I Don’t Need The Promise Of Forever

By

Don’t call me your lover.

The worst love songs live in the word “lover.” It’s all silk and red roses and tacky rhymes. Call me your friend. It’s more solid, more believable, more necessary. Call me at 3 a.m. and expect me to run to where you are. Call me your home. Call me home when I’ve lost the map that will take me back to you. Call me back when I’ve forgotten who I am. Call my hands beautiful when you unclench my fists and take away the pills. Call them powerful when I sink to a heap on the floor and lose the strength to get up for days. Call me beautiful, darling, because there are so many times when I’ll forget.

Don’t tell me you’ll stay forever.

That word is poison. It means absolutely nothing. Instead, say you’ll try. Say you’ll do your best to be big enough for the waves that will come our way. Tell me when you can’t so I can remind you that you are not in this alone. Say you’ll be honest when the time comes and walking out the door has become more attractive than our shared bed. Say you’ll be brave enough to break my heart if you need to. Please be brave enough.

You’ll need to lie to me sometimes.

Tell me there’s a heaven for dogs when I need to put mine down. Tell me there’s also a heaven for people when I cry with seven years’ worth of grief I still can’t let go of. Say “delicious” when I’ve cooked for two hours but the pile on your plate tastes like trash.
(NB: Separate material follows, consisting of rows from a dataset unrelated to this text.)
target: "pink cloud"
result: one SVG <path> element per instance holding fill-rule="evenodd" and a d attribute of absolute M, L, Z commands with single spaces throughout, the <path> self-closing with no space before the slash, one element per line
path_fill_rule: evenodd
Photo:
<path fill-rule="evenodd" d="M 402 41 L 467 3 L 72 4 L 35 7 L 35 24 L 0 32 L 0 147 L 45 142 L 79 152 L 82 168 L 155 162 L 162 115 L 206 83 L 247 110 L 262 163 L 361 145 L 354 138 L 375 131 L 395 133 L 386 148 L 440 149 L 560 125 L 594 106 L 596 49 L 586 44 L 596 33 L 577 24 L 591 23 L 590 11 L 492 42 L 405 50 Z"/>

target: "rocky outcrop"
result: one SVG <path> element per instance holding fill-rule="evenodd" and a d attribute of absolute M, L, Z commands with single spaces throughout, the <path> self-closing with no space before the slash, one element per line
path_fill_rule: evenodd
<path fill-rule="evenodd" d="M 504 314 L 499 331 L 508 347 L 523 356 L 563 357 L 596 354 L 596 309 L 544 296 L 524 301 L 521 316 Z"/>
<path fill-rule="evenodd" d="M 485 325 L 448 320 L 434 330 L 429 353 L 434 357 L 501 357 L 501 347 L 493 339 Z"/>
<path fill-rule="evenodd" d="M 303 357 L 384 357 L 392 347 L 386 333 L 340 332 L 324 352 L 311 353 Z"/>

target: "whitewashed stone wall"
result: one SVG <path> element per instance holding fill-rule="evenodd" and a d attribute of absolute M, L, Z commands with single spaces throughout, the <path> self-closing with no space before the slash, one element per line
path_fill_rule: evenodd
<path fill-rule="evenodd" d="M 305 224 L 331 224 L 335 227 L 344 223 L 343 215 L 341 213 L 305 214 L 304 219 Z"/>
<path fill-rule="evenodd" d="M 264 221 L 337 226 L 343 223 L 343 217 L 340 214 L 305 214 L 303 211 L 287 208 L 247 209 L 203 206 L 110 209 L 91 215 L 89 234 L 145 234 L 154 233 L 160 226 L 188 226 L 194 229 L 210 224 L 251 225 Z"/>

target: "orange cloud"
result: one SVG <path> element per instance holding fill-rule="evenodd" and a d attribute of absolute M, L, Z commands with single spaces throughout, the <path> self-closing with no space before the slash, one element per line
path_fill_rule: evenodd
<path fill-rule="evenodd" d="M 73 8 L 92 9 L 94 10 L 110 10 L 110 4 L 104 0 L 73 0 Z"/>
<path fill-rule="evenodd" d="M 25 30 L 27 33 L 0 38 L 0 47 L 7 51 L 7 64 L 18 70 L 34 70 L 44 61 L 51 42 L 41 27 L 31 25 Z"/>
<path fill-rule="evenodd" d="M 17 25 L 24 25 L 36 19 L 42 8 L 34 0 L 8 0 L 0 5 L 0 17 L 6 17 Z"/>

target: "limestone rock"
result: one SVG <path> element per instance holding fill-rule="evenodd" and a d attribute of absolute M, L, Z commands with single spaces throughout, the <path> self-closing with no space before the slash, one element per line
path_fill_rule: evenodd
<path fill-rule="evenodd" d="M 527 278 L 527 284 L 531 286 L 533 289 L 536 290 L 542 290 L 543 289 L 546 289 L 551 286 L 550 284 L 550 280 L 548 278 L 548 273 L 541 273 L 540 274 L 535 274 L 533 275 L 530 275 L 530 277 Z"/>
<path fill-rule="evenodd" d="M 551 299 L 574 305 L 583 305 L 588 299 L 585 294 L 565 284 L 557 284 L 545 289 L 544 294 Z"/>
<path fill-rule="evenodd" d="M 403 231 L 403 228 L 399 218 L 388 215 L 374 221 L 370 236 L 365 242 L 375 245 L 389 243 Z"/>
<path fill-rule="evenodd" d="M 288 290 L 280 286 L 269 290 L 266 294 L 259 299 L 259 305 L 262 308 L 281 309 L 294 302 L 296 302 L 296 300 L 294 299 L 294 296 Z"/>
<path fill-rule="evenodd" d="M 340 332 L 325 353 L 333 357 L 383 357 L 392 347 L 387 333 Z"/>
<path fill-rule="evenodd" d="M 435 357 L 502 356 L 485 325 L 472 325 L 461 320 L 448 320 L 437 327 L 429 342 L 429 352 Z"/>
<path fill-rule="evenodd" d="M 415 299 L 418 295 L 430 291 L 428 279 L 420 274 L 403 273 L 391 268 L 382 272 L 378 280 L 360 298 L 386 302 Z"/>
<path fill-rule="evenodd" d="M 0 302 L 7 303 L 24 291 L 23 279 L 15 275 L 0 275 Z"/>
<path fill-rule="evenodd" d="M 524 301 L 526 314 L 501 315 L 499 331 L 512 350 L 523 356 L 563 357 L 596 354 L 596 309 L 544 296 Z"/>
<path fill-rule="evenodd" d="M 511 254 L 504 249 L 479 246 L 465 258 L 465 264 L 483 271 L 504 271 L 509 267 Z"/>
Likewise, I need you to be brutal with the truth, too. Say I’m an itch with a capital B when you get scratched with the angry, irrational parts of me. Bring me down a notch when I’m standing on my pedestal of pride. Don’t agree with me when I say I’m too good to fail but you know that I’m just too scared to try.
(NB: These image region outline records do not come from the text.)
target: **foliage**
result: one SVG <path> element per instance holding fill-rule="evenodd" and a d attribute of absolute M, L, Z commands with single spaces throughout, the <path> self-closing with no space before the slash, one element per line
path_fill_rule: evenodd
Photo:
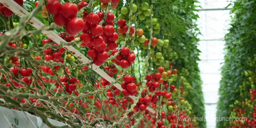
<path fill-rule="evenodd" d="M 234 108 L 230 105 L 236 100 L 241 102 L 249 97 L 247 92 L 250 87 L 243 83 L 246 79 L 243 72 L 253 70 L 246 62 L 256 51 L 256 3 L 253 0 L 238 0 L 231 4 L 232 27 L 225 38 L 225 61 L 221 68 L 217 117 L 229 117 Z M 246 93 L 241 93 L 241 89 Z M 229 122 L 221 121 L 217 125 L 218 127 L 223 128 L 228 127 L 229 124 Z"/>

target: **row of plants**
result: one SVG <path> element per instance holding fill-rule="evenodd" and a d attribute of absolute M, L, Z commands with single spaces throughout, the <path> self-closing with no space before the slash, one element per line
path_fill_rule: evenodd
<path fill-rule="evenodd" d="M 251 0 L 232 1 L 231 27 L 225 36 L 225 61 L 219 90 L 217 117 L 246 117 L 220 121 L 218 127 L 255 127 L 256 4 Z"/>
<path fill-rule="evenodd" d="M 205 127 L 179 120 L 205 114 L 196 1 L 14 1 L 31 14 L 20 18 L 0 5 L 1 106 L 31 112 L 51 127 L 46 116 L 74 127 Z M 31 16 L 46 26 L 26 23 Z"/>

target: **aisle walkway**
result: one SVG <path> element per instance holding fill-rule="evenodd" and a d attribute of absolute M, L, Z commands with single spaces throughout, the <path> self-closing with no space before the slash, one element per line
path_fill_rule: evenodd
<path fill-rule="evenodd" d="M 198 37 L 201 40 L 198 48 L 202 52 L 199 66 L 203 81 L 207 127 L 215 128 L 220 64 L 224 61 L 223 40 L 230 27 L 229 10 L 223 9 L 229 3 L 223 0 L 199 1 L 203 8 L 198 13 L 200 18 L 197 23 L 202 35 Z M 222 9 L 216 9 L 219 8 Z"/>

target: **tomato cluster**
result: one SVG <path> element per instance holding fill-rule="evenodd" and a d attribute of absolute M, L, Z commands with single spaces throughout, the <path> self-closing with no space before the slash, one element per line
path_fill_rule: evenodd
<path fill-rule="evenodd" d="M 72 92 L 75 90 L 77 89 L 76 83 L 79 83 L 79 81 L 78 81 L 77 78 L 75 77 L 65 76 L 60 77 L 59 79 L 60 79 L 60 81 L 61 81 L 61 83 L 65 86 L 66 91 L 70 95 L 72 94 Z M 61 89 L 64 89 L 60 84 L 59 86 Z M 57 87 L 56 87 L 56 88 L 57 88 Z"/>
<path fill-rule="evenodd" d="M 50 38 L 44 39 L 43 40 L 42 44 L 45 45 L 46 43 L 51 43 L 52 41 Z M 56 43 L 53 42 L 52 43 L 53 45 L 56 46 L 58 45 Z M 63 59 L 61 58 L 62 56 L 62 54 L 65 52 L 65 50 L 63 48 L 61 48 L 56 50 L 54 50 L 51 48 L 46 49 L 44 51 L 44 53 L 45 54 L 45 58 L 47 61 L 50 60 L 54 61 L 56 62 L 61 62 L 63 63 L 64 60 Z M 54 66 L 54 71 L 56 72 L 56 70 L 60 68 L 59 66 Z M 49 67 L 44 66 L 43 67 L 43 71 L 45 73 L 49 74 L 51 76 L 54 76 L 54 74 L 53 73 Z"/>
<path fill-rule="evenodd" d="M 23 0 L 13 0 L 20 6 L 23 5 Z M 0 3 L 0 13 L 6 17 L 11 16 L 13 14 L 13 12 L 4 5 Z"/>
<path fill-rule="evenodd" d="M 31 81 L 27 77 L 31 76 L 32 74 L 32 70 L 29 67 L 23 68 L 20 70 L 20 67 L 19 66 L 15 66 L 14 67 L 10 67 L 10 70 L 12 71 L 14 76 L 18 79 L 24 81 L 26 84 L 28 86 L 31 83 L 32 80 L 31 82 Z M 20 74 L 21 76 L 20 77 L 19 77 Z M 11 79 L 10 79 L 11 80 Z M 18 84 L 16 81 L 13 80 L 11 80 L 12 82 L 15 87 L 19 87 L 22 88 L 24 88 L 22 84 Z"/>
<path fill-rule="evenodd" d="M 123 68 L 127 68 L 133 63 L 136 58 L 133 51 L 130 54 L 129 48 L 125 47 L 121 48 L 120 53 L 116 56 L 115 63 Z"/>
<path fill-rule="evenodd" d="M 132 77 L 130 75 L 126 75 L 124 77 L 124 81 L 121 84 L 121 86 L 124 90 L 122 91 L 122 94 L 125 97 L 130 95 L 134 96 L 137 94 L 137 90 L 135 84 L 132 82 Z"/>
I will do the same for you. I can’t promise I won’t try to love you like an epic story because most of the things I know about love come from books and poetry. But flesh and blood people have already broken this heart, baby, so don’t expect me to want to fuck you in the shower and kiss you in the rain.

But love,

I will kiss you when you have a fever and a runny nose and a boombox cough. I will kiss you during movies and with garlic breath and in front of your friends. I will hold your hand in public and tell you you’re beautiful when you forget. I will sing with you off-key and dance with you on the cold tiles of our kitchen floor. I won’t forget why the 6th of August always makes you sad, and I will prepare a picnic so we can eat beside his tombstone when I meet your dad. We will fight over the little things, like leaving socks on the floor, or being late, or forgetting birthdays. But we will fight for the big things, too, like calling me your girlfriend in front of your family, or holding hands during funerals, and through bad news while sitting in a doctor’s office.

So love,

Don’t call me your lover. I don’t need you to promise forever. Just try your best, love, and it will be enough.